Mr McDougall said the release will be followed by a peated and a triple-distilled whisky. Further special releases are also being planned.
Mr McDougall said: “The first release will fly off the shelves, which is really good. It’s the first independent single malt whisky out of Glasgow in 112 years. We suspect a lot of people will be holding on to it because it’s a bit of a one-off purchase.”
Mr McDougall did not disclose specific figures on the company’s financial performance but stated that it had recorded “six-figure EBITDA (earnings before interest, tax, depreciation and amortisation)”, stating that the fact it was profitable was encouraging for a new distillery. He said its performance had been boosted by sales of its Makar gin and its Prometheus range of aged Speyside single malts. Turnover increased by 45% last year, Mr McDougall said, without providing the figure. A further double-digit percentage rise in turnover is expected this year.
Meanwhile, Mr McDougall welcomed the fresh wave of investment being made in new distilleries in Glasgow and Edinburgh.
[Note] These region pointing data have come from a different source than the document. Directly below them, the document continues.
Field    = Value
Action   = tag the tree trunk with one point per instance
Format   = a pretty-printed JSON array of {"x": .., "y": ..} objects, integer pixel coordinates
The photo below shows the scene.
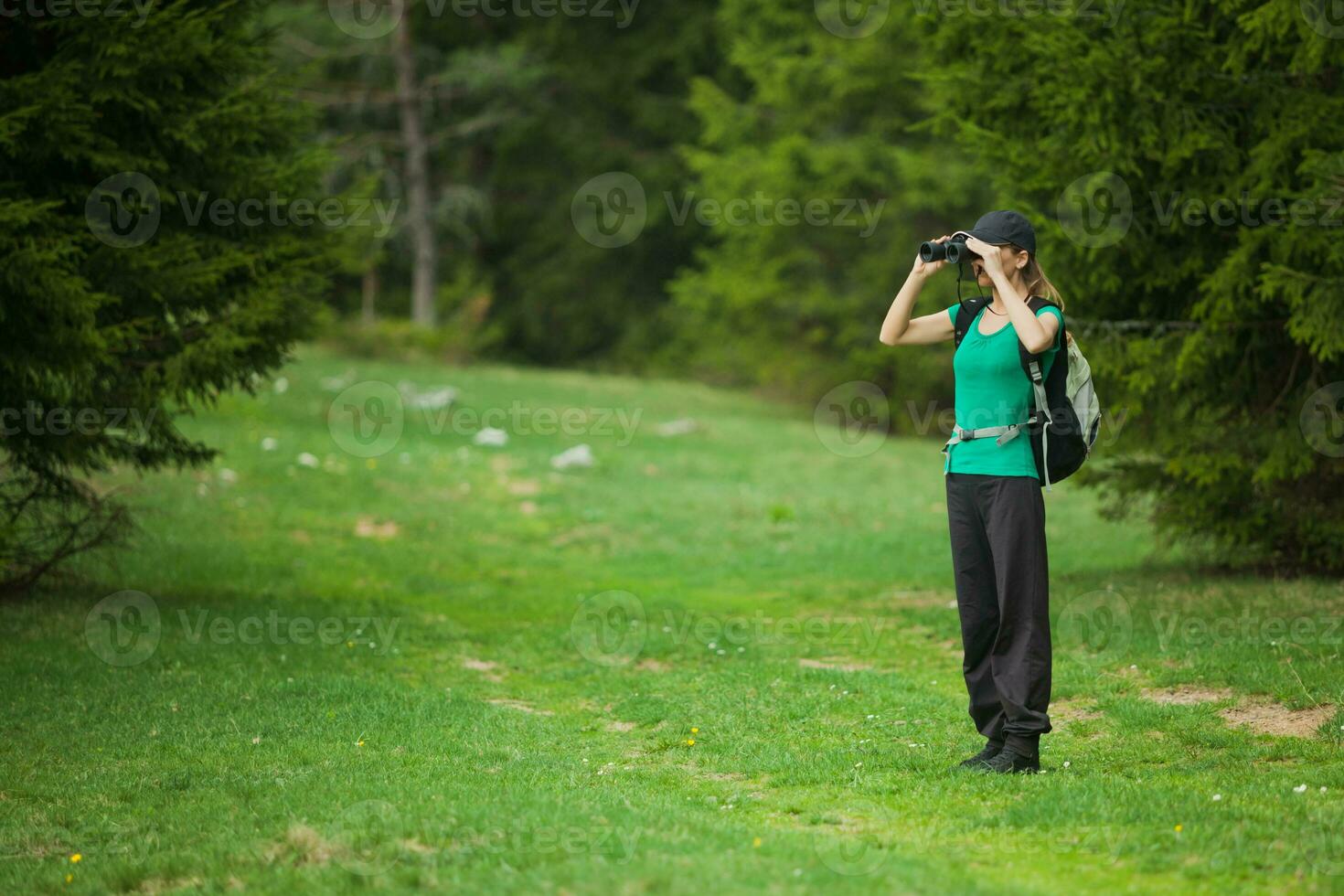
[
  {"x": 425, "y": 262},
  {"x": 368, "y": 294}
]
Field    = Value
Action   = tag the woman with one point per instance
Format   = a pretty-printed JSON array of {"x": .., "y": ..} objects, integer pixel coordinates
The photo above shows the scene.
[{"x": 995, "y": 511}]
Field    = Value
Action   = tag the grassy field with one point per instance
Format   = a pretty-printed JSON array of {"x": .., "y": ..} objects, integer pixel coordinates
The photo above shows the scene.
[{"x": 715, "y": 661}]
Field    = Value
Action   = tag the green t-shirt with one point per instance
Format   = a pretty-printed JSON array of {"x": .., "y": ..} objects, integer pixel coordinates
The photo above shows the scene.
[{"x": 991, "y": 389}]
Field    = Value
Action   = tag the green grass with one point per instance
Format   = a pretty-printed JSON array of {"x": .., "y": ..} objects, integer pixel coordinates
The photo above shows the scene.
[{"x": 517, "y": 669}]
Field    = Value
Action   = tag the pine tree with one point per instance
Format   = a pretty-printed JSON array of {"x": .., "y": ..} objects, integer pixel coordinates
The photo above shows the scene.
[
  {"x": 123, "y": 297},
  {"x": 1186, "y": 157}
]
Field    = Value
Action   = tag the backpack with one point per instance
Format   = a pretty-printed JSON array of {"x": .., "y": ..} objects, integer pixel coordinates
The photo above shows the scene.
[{"x": 1067, "y": 415}]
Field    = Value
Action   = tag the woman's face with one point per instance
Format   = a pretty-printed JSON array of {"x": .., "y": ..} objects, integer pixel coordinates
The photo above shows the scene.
[{"x": 1007, "y": 255}]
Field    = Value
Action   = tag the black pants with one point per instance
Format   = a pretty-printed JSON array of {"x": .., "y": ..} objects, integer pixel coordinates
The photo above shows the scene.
[{"x": 997, "y": 528}]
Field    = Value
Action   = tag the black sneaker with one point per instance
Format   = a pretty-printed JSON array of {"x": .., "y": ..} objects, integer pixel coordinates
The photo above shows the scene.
[
  {"x": 983, "y": 756},
  {"x": 1009, "y": 762}
]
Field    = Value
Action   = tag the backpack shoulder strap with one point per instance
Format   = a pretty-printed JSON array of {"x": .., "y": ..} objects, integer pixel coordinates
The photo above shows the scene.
[
  {"x": 1035, "y": 304},
  {"x": 965, "y": 317}
]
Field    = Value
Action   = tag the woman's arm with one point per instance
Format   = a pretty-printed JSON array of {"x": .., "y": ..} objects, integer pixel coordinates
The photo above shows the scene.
[
  {"x": 898, "y": 329},
  {"x": 1037, "y": 334}
]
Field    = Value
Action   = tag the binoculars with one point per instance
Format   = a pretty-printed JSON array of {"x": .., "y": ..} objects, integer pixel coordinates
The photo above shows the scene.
[{"x": 955, "y": 251}]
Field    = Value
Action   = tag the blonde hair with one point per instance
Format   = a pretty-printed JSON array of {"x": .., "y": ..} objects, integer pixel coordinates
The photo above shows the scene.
[{"x": 1038, "y": 283}]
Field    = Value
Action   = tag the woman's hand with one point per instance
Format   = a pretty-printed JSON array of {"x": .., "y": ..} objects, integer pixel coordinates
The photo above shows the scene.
[
  {"x": 925, "y": 269},
  {"x": 988, "y": 255}
]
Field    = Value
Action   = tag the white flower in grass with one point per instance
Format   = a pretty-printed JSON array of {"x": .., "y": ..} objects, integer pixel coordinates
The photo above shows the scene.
[{"x": 491, "y": 437}]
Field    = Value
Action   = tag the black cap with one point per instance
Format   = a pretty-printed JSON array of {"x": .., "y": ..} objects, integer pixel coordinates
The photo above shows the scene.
[{"x": 1003, "y": 228}]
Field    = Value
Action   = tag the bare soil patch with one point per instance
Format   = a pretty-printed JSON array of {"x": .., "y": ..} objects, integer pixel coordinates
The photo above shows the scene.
[
  {"x": 1277, "y": 719},
  {"x": 522, "y": 706},
  {"x": 1187, "y": 696},
  {"x": 837, "y": 664},
  {"x": 1070, "y": 710}
]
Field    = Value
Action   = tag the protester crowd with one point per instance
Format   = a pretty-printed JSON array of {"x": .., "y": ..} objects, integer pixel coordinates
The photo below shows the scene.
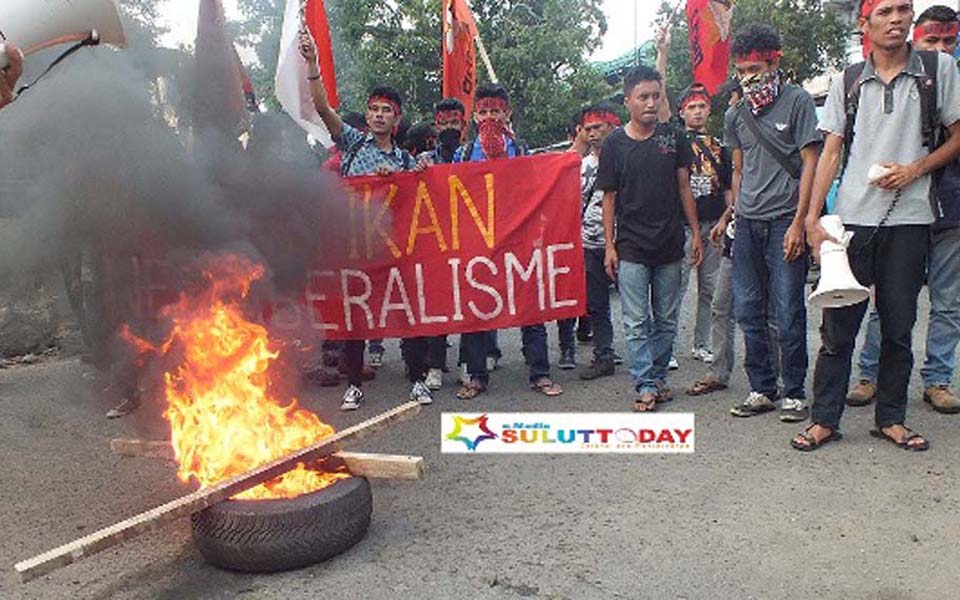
[
  {"x": 740, "y": 215},
  {"x": 665, "y": 202}
]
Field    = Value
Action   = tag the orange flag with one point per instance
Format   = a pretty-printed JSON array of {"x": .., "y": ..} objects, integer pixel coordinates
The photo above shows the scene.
[
  {"x": 315, "y": 16},
  {"x": 709, "y": 22},
  {"x": 459, "y": 52}
]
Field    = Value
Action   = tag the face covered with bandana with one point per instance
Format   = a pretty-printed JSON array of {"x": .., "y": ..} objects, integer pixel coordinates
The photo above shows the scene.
[
  {"x": 449, "y": 125},
  {"x": 491, "y": 116},
  {"x": 760, "y": 78}
]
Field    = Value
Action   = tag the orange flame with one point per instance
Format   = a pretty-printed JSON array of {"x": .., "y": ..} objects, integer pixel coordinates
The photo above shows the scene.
[{"x": 223, "y": 419}]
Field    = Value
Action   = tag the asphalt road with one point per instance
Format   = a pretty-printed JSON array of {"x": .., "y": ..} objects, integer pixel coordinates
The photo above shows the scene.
[{"x": 744, "y": 517}]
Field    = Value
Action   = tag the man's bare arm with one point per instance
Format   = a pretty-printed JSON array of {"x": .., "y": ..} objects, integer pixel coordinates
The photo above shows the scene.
[
  {"x": 827, "y": 167},
  {"x": 317, "y": 92}
]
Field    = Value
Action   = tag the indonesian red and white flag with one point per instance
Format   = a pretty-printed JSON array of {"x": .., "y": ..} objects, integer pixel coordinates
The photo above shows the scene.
[
  {"x": 459, "y": 52},
  {"x": 292, "y": 87}
]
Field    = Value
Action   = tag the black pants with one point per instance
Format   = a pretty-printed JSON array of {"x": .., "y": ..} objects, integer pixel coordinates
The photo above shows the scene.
[
  {"x": 894, "y": 261},
  {"x": 437, "y": 349},
  {"x": 414, "y": 354}
]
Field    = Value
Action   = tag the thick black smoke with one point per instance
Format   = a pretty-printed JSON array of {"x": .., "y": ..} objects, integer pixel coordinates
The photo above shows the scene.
[{"x": 93, "y": 154}]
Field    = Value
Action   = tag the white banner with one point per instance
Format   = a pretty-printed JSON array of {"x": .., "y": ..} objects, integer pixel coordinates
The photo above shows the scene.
[{"x": 567, "y": 433}]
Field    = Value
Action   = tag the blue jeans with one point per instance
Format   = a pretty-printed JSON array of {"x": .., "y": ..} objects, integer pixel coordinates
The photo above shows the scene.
[
  {"x": 566, "y": 331},
  {"x": 648, "y": 297},
  {"x": 943, "y": 331},
  {"x": 598, "y": 303},
  {"x": 760, "y": 274},
  {"x": 476, "y": 347}
]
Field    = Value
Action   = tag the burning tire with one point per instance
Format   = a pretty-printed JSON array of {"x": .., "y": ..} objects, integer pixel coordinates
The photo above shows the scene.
[{"x": 263, "y": 536}]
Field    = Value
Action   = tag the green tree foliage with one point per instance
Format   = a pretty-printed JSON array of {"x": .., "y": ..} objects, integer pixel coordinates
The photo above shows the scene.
[{"x": 538, "y": 49}]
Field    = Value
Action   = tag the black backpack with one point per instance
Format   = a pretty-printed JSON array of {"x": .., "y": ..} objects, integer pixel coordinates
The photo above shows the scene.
[
  {"x": 351, "y": 153},
  {"x": 931, "y": 131},
  {"x": 930, "y": 128}
]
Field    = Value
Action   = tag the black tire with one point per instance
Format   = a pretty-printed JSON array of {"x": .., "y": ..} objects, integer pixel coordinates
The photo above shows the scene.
[{"x": 277, "y": 535}]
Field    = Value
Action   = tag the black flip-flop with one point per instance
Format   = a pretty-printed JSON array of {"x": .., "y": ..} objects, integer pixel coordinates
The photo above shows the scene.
[
  {"x": 704, "y": 387},
  {"x": 649, "y": 406},
  {"x": 812, "y": 443},
  {"x": 905, "y": 444}
]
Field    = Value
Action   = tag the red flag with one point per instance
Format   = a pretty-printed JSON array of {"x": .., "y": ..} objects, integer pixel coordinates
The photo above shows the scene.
[
  {"x": 218, "y": 99},
  {"x": 709, "y": 22},
  {"x": 315, "y": 15},
  {"x": 459, "y": 52}
]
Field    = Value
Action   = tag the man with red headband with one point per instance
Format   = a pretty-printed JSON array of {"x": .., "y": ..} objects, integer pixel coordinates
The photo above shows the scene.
[
  {"x": 367, "y": 153},
  {"x": 596, "y": 123},
  {"x": 883, "y": 123},
  {"x": 935, "y": 31},
  {"x": 710, "y": 183},
  {"x": 495, "y": 139},
  {"x": 774, "y": 142},
  {"x": 449, "y": 121}
]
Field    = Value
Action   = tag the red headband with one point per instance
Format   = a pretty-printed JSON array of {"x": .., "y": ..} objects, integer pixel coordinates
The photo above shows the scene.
[
  {"x": 698, "y": 95},
  {"x": 607, "y": 117},
  {"x": 936, "y": 28},
  {"x": 385, "y": 100},
  {"x": 448, "y": 115},
  {"x": 867, "y": 6},
  {"x": 759, "y": 56},
  {"x": 491, "y": 104}
]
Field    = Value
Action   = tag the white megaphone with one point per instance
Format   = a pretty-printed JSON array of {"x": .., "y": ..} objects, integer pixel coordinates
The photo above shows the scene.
[
  {"x": 37, "y": 24},
  {"x": 838, "y": 287}
]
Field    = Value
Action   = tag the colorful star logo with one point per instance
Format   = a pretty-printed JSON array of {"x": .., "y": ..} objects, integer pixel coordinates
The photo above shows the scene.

Since opening the Glasgow Distillery Company has been joined by the Clydeside Distillery, which sits between the Riverside Museum and the SSE Hydro. That is expected to be followed by Douglas Laing & Co’s £10m distillery, which the whisky blender plans to build on the old Glasgow Garden Festival site.
In the east, plans for three new distilleries in Edinburgh are on the slates.
Mr McDougall said: “Glasgow was always a whisky region. Before we reinvented it in Glasgow in 2014, it had been gone for 30, 40 years, so it is good to have that nucleus of new whisky distilleries. Edinburgh is the same.”
He added: “These are craft distilleries, and there’s a huge market for craft premium drinks, not just in Scotland, but massively throughout the world. [But] it is a long-term goal, whisky distilling is not a short-term game.”
Separately, Diageo has unveiled the people who will be charged with leading the revival of its Port Ellen and Brora distilleries, which are being brought out of mothballs in a £35m project.
Georgie Crawford, who ran the Lagavulin Distillery, will be responsible for bringing Port Ellen back into production for the first time in 35 years, while Stewart Bowman will lead the Brora revival after joining from Clynelish.